I often marvel at the great lengths that people will go to in order to see birds.

Distance and time become insignificant. Someone the bank balance stretches to fit the birds that need to be added to list.

Early mornings.

Late Nights.

Endless kilometers of tarmac travelled all in pursuit of a feathered find, a tick on a list, and experience to be shared.

Over the years that I have been a birder, there have always been two struggles I have had – funds and time. I have been able to do some special trips with good friends – but the higher my list has climbed (and to clarify, my list is a sand-castle compared to other people’s Everest), I have found it harder and harder to get to be able to travel o see the birds that other people are adding to their lists.

I have had to make sacrifices – weighing up the temporal thrill of a twitch – with experiences that would add a lot more weight of significance in the greater scheme of things.

I did a grand total of one day of birding in December – this is because I had to save money to be able to go on the Flock to Marion Cruise. Yes, my year list suffered – but I can experience something that I may never experience again.

I am happy for those that have the capacity to travel and experience the birds they do – social media has allowed me a window into their experiences for which I am grateful.

But I have had to shift my focus…the rare birds’ groups are on silence for now (so there will be no F.O.M.O), and I have simply decided to put more energy into my local area. Last year I was able to see 342 species of birds, and most of those were close to where I stay (208 in my immediate area, and many more within 30kms of my home pentad).

This year my plan is to simply make the most of every experience that I get to enjoy when I am out birding. I am not going to define my journey by someone else’s life list. I will celebrate what others get to experience, while at the same time making the most of my journey as a birder. I will enjoy slow sunrises, drinking in every drip of the sunshine as it floods my soul. I will enjoy the shade beneath fruiting trees listening to and enjoying the songs that fill the air. I will learn to breathe deep and remain present when I am out in the field, allowing nature and its splendor to overwhelm my senses.

I will learn to slow dance with nature and birds that she allows me to enjoy.
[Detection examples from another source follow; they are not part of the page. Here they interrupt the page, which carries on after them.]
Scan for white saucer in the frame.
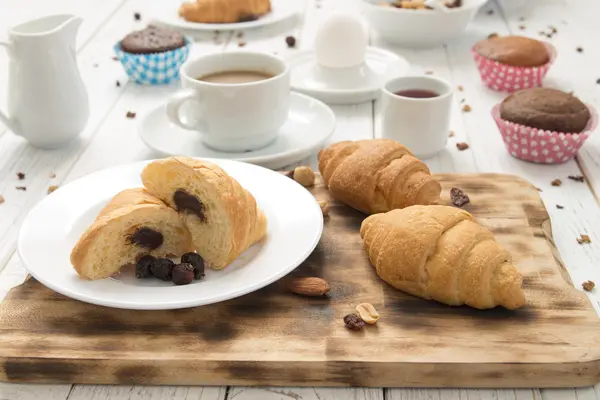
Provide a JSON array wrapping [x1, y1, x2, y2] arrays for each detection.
[[149, 0, 301, 31], [18, 160, 323, 310], [287, 47, 410, 104], [138, 92, 335, 169]]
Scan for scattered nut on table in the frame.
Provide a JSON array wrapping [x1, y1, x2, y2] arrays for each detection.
[[356, 303, 380, 325], [318, 200, 329, 217], [292, 166, 315, 187], [288, 277, 329, 297], [581, 281, 596, 292]]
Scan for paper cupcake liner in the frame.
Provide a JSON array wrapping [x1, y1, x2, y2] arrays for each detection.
[[113, 37, 193, 85], [492, 104, 598, 164], [471, 42, 556, 93]]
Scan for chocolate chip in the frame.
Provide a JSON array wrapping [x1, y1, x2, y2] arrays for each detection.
[[129, 227, 164, 250], [285, 36, 296, 47], [450, 188, 470, 207], [135, 254, 156, 279], [577, 233, 592, 244], [150, 258, 175, 281], [181, 253, 204, 279], [171, 263, 194, 285], [238, 14, 259, 22], [173, 189, 206, 222], [569, 175, 585, 182]]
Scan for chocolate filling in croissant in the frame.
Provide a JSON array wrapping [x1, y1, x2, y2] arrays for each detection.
[[173, 189, 206, 222], [129, 227, 164, 250]]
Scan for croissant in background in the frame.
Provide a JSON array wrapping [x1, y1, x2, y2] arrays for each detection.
[[319, 139, 442, 214], [360, 206, 525, 309], [179, 0, 271, 24]]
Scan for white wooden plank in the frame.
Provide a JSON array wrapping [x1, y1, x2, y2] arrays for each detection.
[[68, 385, 226, 400], [227, 387, 384, 400], [541, 389, 577, 400], [0, 382, 71, 400]]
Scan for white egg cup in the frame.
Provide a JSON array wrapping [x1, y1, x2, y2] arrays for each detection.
[[288, 12, 409, 104], [287, 47, 410, 104]]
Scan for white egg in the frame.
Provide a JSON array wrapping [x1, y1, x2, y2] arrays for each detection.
[[315, 12, 367, 68]]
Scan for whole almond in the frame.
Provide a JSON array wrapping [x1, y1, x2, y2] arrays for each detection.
[[289, 277, 329, 297], [356, 303, 379, 325]]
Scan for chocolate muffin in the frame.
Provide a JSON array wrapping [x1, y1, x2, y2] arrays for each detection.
[[474, 36, 550, 67], [121, 25, 185, 54], [500, 88, 590, 133]]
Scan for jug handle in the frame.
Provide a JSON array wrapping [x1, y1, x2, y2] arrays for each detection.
[[0, 41, 19, 135]]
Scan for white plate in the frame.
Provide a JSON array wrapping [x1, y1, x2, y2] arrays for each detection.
[[287, 47, 410, 104], [138, 93, 335, 169], [149, 0, 302, 31], [18, 160, 323, 310]]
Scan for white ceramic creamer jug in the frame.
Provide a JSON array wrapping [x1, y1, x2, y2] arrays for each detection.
[[0, 15, 89, 148]]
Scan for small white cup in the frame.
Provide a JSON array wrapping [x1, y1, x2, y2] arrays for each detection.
[[167, 51, 290, 152], [381, 76, 452, 158]]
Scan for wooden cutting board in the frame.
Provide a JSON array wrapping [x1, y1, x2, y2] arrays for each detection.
[[0, 174, 600, 387]]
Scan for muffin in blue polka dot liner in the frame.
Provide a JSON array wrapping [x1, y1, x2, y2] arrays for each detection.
[[114, 26, 192, 85]]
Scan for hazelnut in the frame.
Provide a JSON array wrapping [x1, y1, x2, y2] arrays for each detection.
[[293, 167, 315, 187], [318, 200, 329, 217]]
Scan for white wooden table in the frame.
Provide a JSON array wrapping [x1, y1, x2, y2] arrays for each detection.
[[0, 0, 600, 400]]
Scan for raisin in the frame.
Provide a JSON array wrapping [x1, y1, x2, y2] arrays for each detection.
[[150, 258, 175, 281]]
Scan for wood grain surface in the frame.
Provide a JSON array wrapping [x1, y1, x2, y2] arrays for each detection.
[[0, 174, 600, 387]]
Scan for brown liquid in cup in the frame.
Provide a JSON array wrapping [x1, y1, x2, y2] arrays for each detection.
[[196, 71, 273, 84], [394, 89, 439, 99]]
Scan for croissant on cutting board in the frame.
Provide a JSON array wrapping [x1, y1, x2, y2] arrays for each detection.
[[179, 0, 271, 24], [360, 205, 525, 309], [319, 139, 442, 214]]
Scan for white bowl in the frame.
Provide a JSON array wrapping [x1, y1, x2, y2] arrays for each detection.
[[362, 0, 487, 47]]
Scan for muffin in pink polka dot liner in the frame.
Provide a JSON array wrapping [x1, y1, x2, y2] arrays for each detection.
[[492, 104, 598, 164], [471, 36, 556, 93]]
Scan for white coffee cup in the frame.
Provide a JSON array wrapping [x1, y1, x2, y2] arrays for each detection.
[[381, 76, 452, 158], [167, 51, 290, 152]]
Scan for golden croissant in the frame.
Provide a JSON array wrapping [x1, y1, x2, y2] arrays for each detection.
[[360, 205, 525, 309], [142, 157, 267, 269], [319, 139, 442, 214], [179, 0, 271, 24]]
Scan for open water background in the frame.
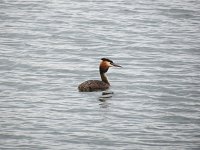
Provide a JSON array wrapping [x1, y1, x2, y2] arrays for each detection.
[[0, 0, 200, 150]]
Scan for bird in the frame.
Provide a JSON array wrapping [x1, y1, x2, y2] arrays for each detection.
[[78, 58, 121, 92]]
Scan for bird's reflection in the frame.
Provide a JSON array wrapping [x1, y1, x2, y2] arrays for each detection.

Slow Dance – David L. Weatherford

Have you ever watched kids on a merry-go-round,
or listened to rain slapping the ground?

Ever followed a butterfly’s erratic flight,
or gazed at the sun fading into the night?

You better slow down, don’t dance so fast,
time is short, the music won’t last.

Do you run through each day on the fly,
when you ask “How are you?”, do you hear the reply?

When the day is done, do you lie in your bed,
with the next hundred chores running through your head?

You better slow down, don’t dance so fast,
time is short, the music won’t last.

Ever told your child, we’ll do it tomorrow,
and in your haste, not see his sorrow?

Ever lost touch, let a friendship die,
’cause you never had time to call and say hi?

You better slow down, don’t dance so fast,
time is short, the music won’t last.

When you run so fast to get somewhere,
you miss half the fun of getting there.

When you worry and hurry through your day,
it’s like an unopened gift thrown away.

Life isn’t a race, so take it slower,
hear the music before your song is over.